字は割と綺麗な方だと自分でも思ってたしガリ版も中学では結構書いていたから受けることにした。2時間づつ3日の約束。
翌日から本部でガリ切、静かな部屋の中に鉄筆の出す音がカリカリと響く。好きだなこの雰囲気、
最終日に『可愛いな』って声が聞こえた、顔を上げると3年生がいた。一気に顔が熱くなってきた恥ずかしい嬉しいびっくり感情がごちゃ混ぜになる。
『あー ごめんごめん声に出ちゃってたか、うん忘れて』
変な人だ、でもそれからが大変だった傍で一緒に作業してた順子に思い切り冷やかされた。

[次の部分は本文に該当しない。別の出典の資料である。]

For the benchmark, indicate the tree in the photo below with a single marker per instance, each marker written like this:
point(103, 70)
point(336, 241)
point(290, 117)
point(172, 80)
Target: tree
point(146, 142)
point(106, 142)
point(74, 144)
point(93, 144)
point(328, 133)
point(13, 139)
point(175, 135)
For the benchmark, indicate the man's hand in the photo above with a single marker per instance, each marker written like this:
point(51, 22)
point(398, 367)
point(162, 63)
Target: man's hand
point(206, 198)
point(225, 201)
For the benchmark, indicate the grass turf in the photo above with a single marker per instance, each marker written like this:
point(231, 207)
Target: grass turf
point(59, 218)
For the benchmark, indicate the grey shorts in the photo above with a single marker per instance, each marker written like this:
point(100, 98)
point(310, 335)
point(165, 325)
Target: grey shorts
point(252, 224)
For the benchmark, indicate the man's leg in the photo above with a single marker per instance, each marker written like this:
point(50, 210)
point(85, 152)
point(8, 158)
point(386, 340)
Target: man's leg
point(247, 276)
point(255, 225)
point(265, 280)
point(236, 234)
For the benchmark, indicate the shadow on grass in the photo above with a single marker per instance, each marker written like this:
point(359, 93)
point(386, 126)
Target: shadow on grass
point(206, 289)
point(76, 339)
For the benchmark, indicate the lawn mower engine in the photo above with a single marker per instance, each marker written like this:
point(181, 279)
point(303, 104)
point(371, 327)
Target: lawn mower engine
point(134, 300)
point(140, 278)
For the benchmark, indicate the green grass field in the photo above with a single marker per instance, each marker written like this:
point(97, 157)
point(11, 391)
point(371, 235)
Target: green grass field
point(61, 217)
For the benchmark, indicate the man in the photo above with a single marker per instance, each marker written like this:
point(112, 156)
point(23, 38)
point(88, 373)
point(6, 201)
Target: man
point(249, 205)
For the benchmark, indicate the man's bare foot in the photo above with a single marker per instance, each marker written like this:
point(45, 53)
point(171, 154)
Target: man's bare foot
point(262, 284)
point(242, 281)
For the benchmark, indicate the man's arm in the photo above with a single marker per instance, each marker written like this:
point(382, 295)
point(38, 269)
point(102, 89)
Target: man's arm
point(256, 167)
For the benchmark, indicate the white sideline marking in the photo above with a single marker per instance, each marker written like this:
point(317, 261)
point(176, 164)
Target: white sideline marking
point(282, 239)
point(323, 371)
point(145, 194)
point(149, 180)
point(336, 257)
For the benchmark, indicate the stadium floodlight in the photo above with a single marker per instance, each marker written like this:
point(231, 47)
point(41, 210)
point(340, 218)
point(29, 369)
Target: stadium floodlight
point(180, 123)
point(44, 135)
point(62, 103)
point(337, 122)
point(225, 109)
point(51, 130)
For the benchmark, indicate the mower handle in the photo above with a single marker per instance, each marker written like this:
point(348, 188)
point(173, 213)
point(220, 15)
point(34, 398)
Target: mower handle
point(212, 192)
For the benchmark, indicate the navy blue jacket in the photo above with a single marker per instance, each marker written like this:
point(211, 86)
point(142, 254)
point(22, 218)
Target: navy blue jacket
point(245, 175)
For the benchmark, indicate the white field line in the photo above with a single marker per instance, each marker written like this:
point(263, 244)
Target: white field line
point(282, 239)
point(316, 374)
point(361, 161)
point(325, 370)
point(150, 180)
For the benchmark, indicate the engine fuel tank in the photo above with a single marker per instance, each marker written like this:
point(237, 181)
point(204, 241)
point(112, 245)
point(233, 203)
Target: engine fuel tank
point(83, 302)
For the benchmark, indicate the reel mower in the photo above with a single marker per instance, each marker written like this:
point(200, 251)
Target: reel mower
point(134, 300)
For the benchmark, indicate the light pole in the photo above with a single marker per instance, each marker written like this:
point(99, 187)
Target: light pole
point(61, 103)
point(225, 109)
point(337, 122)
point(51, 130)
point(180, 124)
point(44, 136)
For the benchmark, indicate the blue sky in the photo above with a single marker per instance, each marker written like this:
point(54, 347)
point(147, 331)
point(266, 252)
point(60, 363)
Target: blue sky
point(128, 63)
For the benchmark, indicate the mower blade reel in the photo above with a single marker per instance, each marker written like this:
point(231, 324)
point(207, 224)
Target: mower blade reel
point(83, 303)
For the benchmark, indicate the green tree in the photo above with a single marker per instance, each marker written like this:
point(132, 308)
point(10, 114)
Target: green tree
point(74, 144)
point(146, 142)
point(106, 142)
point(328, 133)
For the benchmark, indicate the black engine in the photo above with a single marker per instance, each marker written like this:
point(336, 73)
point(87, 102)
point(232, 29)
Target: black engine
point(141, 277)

「すごいねぇ流石葉月何もしないで3年を落した」思い切り否定した、もしかしたら横にいた順子の事かも知れないよと言ったら「あの3年葉月の事ずっと見てたもん、それくらいわかるよ、わかりなさいよ」もう何を言っても無駄だと諦めよう。
でも嫌な気分じゃない、嬉しいのかも。
結局応援は2日延長になった、順子がうるさく絡んでくる。
「今日は先輩からなにかあった? 話しかけられた?」
「なにもないよ」
もう生徒会のお手伝いは終わった、顔を見ることも無い。
どこか残念な気持ちになっている。
あの一言がずっと気になる、忘れてと言われたからって忘れられる訳ないじゃない。その続きは無いのだろうか。
もしかしてあの3年生のことが気になる? まさか… 好きになった?
「葉月さぁ、葉月の方から話しかけたらどう」
どうってどういう意味よ、可愛いと言ってくれたのは向こうの方だしなんで私からなのよ。
黙ってたら「葉月さぁ好きになってきたんじゃないの?」と追いかけられた。
「好きとか嫌いとか分からないよ、話したことも無いのに」実際二人で話す機会なんてなかったし、気になる存在なのは確かだけど。
「3年生なんだし一緒にいられる時間って後一年無いんだよ、気になるならさっさと告った方が良くない」
そうなんだよ、残り時間が短いんだ。だから意味が無いじゃないの。
足が震えた声が上ずった何を言ってるのか分からないくらい緊張した
頑張った自分偉い。
結局「可愛いと言ってくれた」これだけでねだったようなものだったな。
最初は渋っていた、泣きそうになった。